Outside, she found a pay phone and called Amanda LeClerc.
"Amanda, it's Rune. How are you?"
"Been better. Missing him, you know? Robert… Only knew him for a little while but I miss him more than some people I knew for years and years. I was thinking about it. And you know what I thought?"
"What's that?"
"That maybe because we weren't so young no more we got to be more closer faster. Sort of like there wasn't a lot of time ahead of us."
"I miss him too, Amanda," Rune said.
"Haven't heard nothing about Mr. Symington."
"He hasn't been back?"
"No. Nobody's seen him. I was asking around."
"Well, I've got good news." She told her about the church and the suitcase.
The woman didn't answer for a moment. "Rune, you really thinking there maybe's some money? They keep coming after me for the rent. I'm trying to find a job. But it's tough. Nobody hires old ladies like me."
"I think we're on the right track."
"Well, what do you want me to do?"
"Start calling churches in Brooklyn. See if Mr. Kelly left a suitcase there. You can go to the library and get a Brooklyn phone book. We've got one at the video store. I'll take A through L. You take M through Z."
"Z? Do any churches start with a Z?"
"I don't know. St. Zabar's?"
"Okay. I'ma start calling first thing in the morning."
Rune hung up. She looked around her. The sun was down now and in this part of the city the bleakness was wrenching. But what she felt was only partly the sorrow of the landscape; the rest was fear. She was vulnerable. Low buildings-a lot of them burned-out or in various stages of demolition-a few auto repair shops, an abandoned diner, a couple of parked cars. Nobody on the street who'd help her if she was attacked. A few kids in gang colors, sitting on steps, sharing a bottle of Colt.45 or a crack pipe. A hooker, a tall black woman on nose-bleed-high heels, leaned against a chain-link fence, arms crossed. Some bums shoring on grates or in doorways.
She felt very disoriented. She was back in Manhattan but she still felt that something separated her from her element, from the Side.
Starting down the street, eyes on the filthy pavement, keeping close to the curb-away from the alleys and the buildings, where muggers and rapists lurk.
Thinking back to Lord of the Rings. Thinking how quests always start off in springtime, with nice weather, good friends around to see you off, hearty food and drink in your pack. But they end up in Mordor-the bleakest of kingdoms, a place full of fire and death and pain.
It seemed to her that someone was following, though when she looked back she could see nothing but shadows.
She worked her way to Midtown and caught a subway. An hour later she was back home, in the loft. No note from Richard. And Sandra was out-a date on Sunday? Totally unfair! Nobody ever had a date on Sunday. Hell. She slipped Manhattan Is My Beat in the VCR and started it once more. The movie was halfway through before she realized that she'd been reciting the dialogue along, with the actors. She'd memorized it perfectly.

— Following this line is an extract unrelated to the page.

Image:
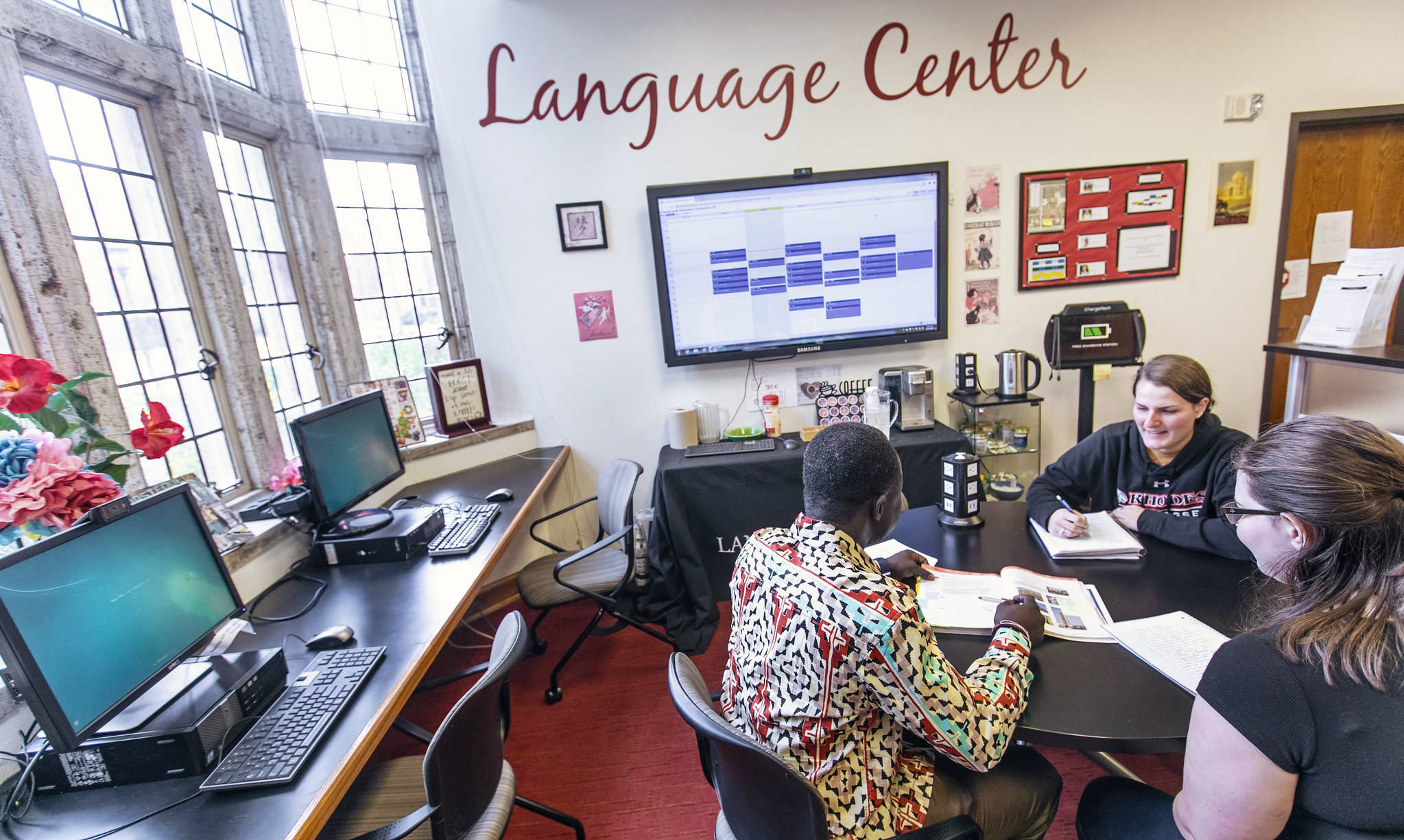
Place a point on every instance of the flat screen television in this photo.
(792, 265)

Damn scary, she thought. But kept the film running till its end.
Haarte was angry.
It was Monday morning and he was sitting in his town house. Zane had just called and told him that the one witness, Susan Edelman, was about to be released from the hospital and that the other girl, the one with the weird name, was investigating the case harder than the NYPD.
Angry.
Which was a difficult emotion in this business. Haarte wasn't allowed to be angry when he'd been a cop. There was nothing he could do with his anger as a soldier and mercenary. And now-as a professional killer-he found anger to be a liability. A serious risk.
But he was mad. Oh, he was furious.
He was in his town house. Thinking about how messy this fucking job had become. Killing a man ought to be simplicity itself. He and Zane had gotten drunk a month ago, sitting in the bar in the Plaza hotel. They'd both grown maudlin and philosophical. Their job, they decided, was better than most because it was simple. And pure. As they poured down Lagavulin Scotch, Haarte had derided advertising execs and lawyers and salesmen. "They've got complicated, bullshit lives."